When he came back, Seth said, ‘What do you want here, Adam Fawkes?’
‘I admit to Adam but not to Fawkes, no, it’s. . something else instead. I have enjoyed a variety of surnames. Let me see. I have been called Farmer in Australia and Quarles in Canada and Leigh-Smith in the United States and other things in other places. But I’ve always kept the name of Adam through thick and thin, ’cept once when I passed as a woman. Wasn’t Adam then, oh no.’
‘None of that tells me what you’re doing back here,’ said his brother, both disturbed and faintly disgusted by the other’s account of his false identities.
‘Now, Seth, the way you say those words tells me you think I’m up to something.’
‘You’re always up to something, Adam. Mischief and the like.’
‘Nothing could be further from my mind,’ said Adam with a twinkle in his eye. ‘I wanted to breathe my native air, return to the bosom of my family or all the family that’s left me. By the way, I hear you’re not married, Seth, you’ve got no woman, no little nippers to trouble your slumbers.’
‘Suits me,’ said Seth Fawkes, realizing with irritation that his brother must have been asking questions about him.
‘I heard old George Slater had died quite a while ago and that Percy lives in Northwood now. I always had a soft spot for Percy. He comes here sometimes for the ratting in the barn, doesn’t he?’
Seth said nothing. He wanted to keep Adam out of his life even though the younger man had only just elbowed his way back into it. He certainly did not want his brother returning to Northwood House and attempting to strike up some sort of acquaintance with Percy Slater. Perhaps he feared they might hit it off.
‘What happened to that holy joe brother of his?’
‘He’s in the Church,’ said Seth, squinting down his finger at Adam as though he was sighting a gun and half wishing that he was holding an actual weapon. ‘He’s what they call a canon in the cathedral.’
‘Is he now?’
‘There’s no place for you here, Adam,’ Seth suddenly declared. ‘Northwood isn’t like it was when — when you last saw it. The place has gone downhill. There’s only me and Nan left now — ’
‘Nan? That old bat. She must be a hundred and six if she’s a day.’
‘Percy’s wife is never there but passes her time in London.’
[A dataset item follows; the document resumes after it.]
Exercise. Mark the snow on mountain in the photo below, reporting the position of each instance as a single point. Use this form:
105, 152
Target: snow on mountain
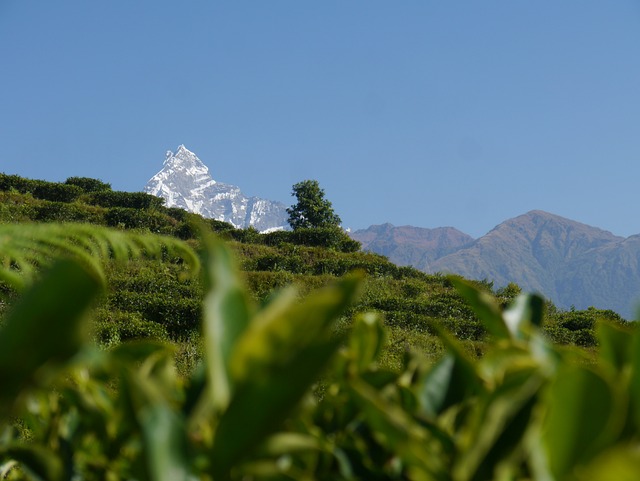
185, 182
‘Do not trouble yourself, brother,’ said Adam, patting his neighbour on the shoulder. Again, the gesture was more mocking than reassuring. ‘I haven’t come back to go and bury myself at Northwood. The place was a country hole all those years ago and I don’t suppose it’s any different now. Although there was one thing. .’
He fell silent for a moment and, to cover whatever he’d been about to say, sank his face in his pint-pot. Then he went on, ‘Tell the truth, I’ve come back to these parts for a bit of peace and quiet. Last place I was in I had to get out of a bit smartish for reasons we needn’t go into. So now I’ll just find myself a cosy billet in town and won’t trouble you at all. Though it would be nice to meet sometimes, wouldn’t it, brother? Talk about the old times.’
‘I’ve got to be going to the railway station now, Adam,’ said Seth, pushing himself out of the corner and waiting for Adam to shift himself. ‘Got to be getting the train back to Downton.’
‘I’ll keep you company,’ said Adam.
And so he did, jigging and skipping and jawing while they made their way through the outskirts of the town and Seth wondered how he could shake him off. Fortunately, he left Seth before they reached the station. Adam asked his brother if he could recommend a good bed-house in the town or — as he said they called it in the United States — a cat-house. Seth pretended not to know what his brother was talking about.
If Seth had hoped not to see Adam again he was to be disappointed. However, his brother did not cause any overt trouble — at least, not to his knowledge — and he assumed that he must have found his cosy billet. Seth didn’t ask him where and Adam didn’t volunteer any information.
They encountered each other from time to time in The Nethers and Seth’s animosity towards Adam started to fade. He had no wife or children or friends apart from Mrs Mitchell (who was a paid friend), he preferred the company of the horses in his master’s stable if he was honest. Nevertheless he had a brother.